The next one with us today is xud خُد (Take!). And here comes my mother’s favorite: xud izzibāla m3āk خُد الزِّبالة معاك (Take out the garbage! [with you; that is, on your way out]). zibāla زِبالة means ‘garbage,’ and ma3āk معاك means ‘with you.’ xāɖir, ya māma! حاضِر يا ماما (Yes, mom!)


istánna اِسْتنّى (Wait!) istánna sánya, law samáɧt اِسْتنّى ثانْيَة لَوْ سمحْت (Wait a second, please!).
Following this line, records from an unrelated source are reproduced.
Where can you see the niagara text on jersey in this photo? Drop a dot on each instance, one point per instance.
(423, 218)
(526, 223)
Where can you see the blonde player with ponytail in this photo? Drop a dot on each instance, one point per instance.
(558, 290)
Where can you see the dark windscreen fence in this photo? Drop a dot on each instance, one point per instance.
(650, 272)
ímši اِمْشي (Go!; Walk!; Leave!) It can have any of these meanings. ímši min hína اِمْشي مِن هِنا (Go away [from here]!) اِمْشي already ends in -i ـي, so we just have one form for the masculine and for the feminine–for addressing a male and for addressing a female. And for addressing more than one person, we add -u ـوا: ímšu اِمْشوا (Go!) ahú gih! ímši -nta dilwáʔti أهو جِه! اِمْشي إنْتَ دِلْوَقْتي (There he is! You go now!) Notice that ímši اِمْشي and ínta إنْتَ run together as imšínta. So, I omitted the i- from ínta.
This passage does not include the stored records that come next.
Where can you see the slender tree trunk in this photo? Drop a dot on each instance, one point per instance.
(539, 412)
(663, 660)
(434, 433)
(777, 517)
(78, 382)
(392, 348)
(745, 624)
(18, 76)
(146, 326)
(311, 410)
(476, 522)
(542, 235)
ímši bišwēš اِمْشي بِشْويْش (Go slowly!) It can mean ‘walk’ or even ‘drive’ slowly. And what other words can we use here for ‘slowly’? Right! 3ála máhlak على مهْلك: ímši 3ala máhlak اِمْشي على مهْلك


nām نام (Sleep!) nām bádri innahárda 3ašān fī šuɣl ktīr áwi búkra -ʂʂubɧ, in šāʔ allāh. نام بدْري النّهارْده عشان فيه شُغْل كْتير أوي بُكْره الصُّبْح إن شاء الله (Go to bed early because there is a lot of work tomorrow morning, God willing!)


kul كُل (Eat!) kúli, ínti ma-kaltīš ɧāga ʈūl innahār كُلي، إنْتي مكُلْتيش حاجة طول النّهار (Eat! You haven’t eaten anything all day!)


itfáɖɖal اِتْفضّل (Go ahead!) And this can also translate as ‘Here you go!’ I can offer you a cup of coffee and say اِتْفضّل (Here you are!). I can just say اِتْفضّل to mean ‘Please, sit down!’ or ‘Come in!’ Or itfaɖɖálu, uʔ3ūdu اِتْفضّلوا، اُقْعُدوا (Please, sit down!) And here, you can make a hand gesture with an open palm, which is much better than pointing with a finger, which is not polite.


buʂʂ بُصّ (Look!) buʂʂíli w ána batkallímak بُصِّلي و أنا بتْكلِّمك (Look at me when I’m talking to you!)
buʂʂ báʂʂa 3ála -lmakān kída w ʔúlli ʔēh ráʔyak. بُصّ بصّة على المكان كِده و قُلّي أيْه رأْيَك (Take a look at the place and tell me what you think!)


ɧāsib حاسِب (Watch out!; Pay attention!; Be careful!) ɧāsib il3arabíyya حاسِب العربية (Watch out for the car!)

It can also mean ‘pay,’ as in ‘pay a bill.’ ɧasbí-nti -lmarrādi 3ašān nisīt ilfilūs fi -lbēt حاسْبي إنْتي المرّة دي عشان نِسيت الفِلوس في البيْت (You pay this time because I forgot the money at home!)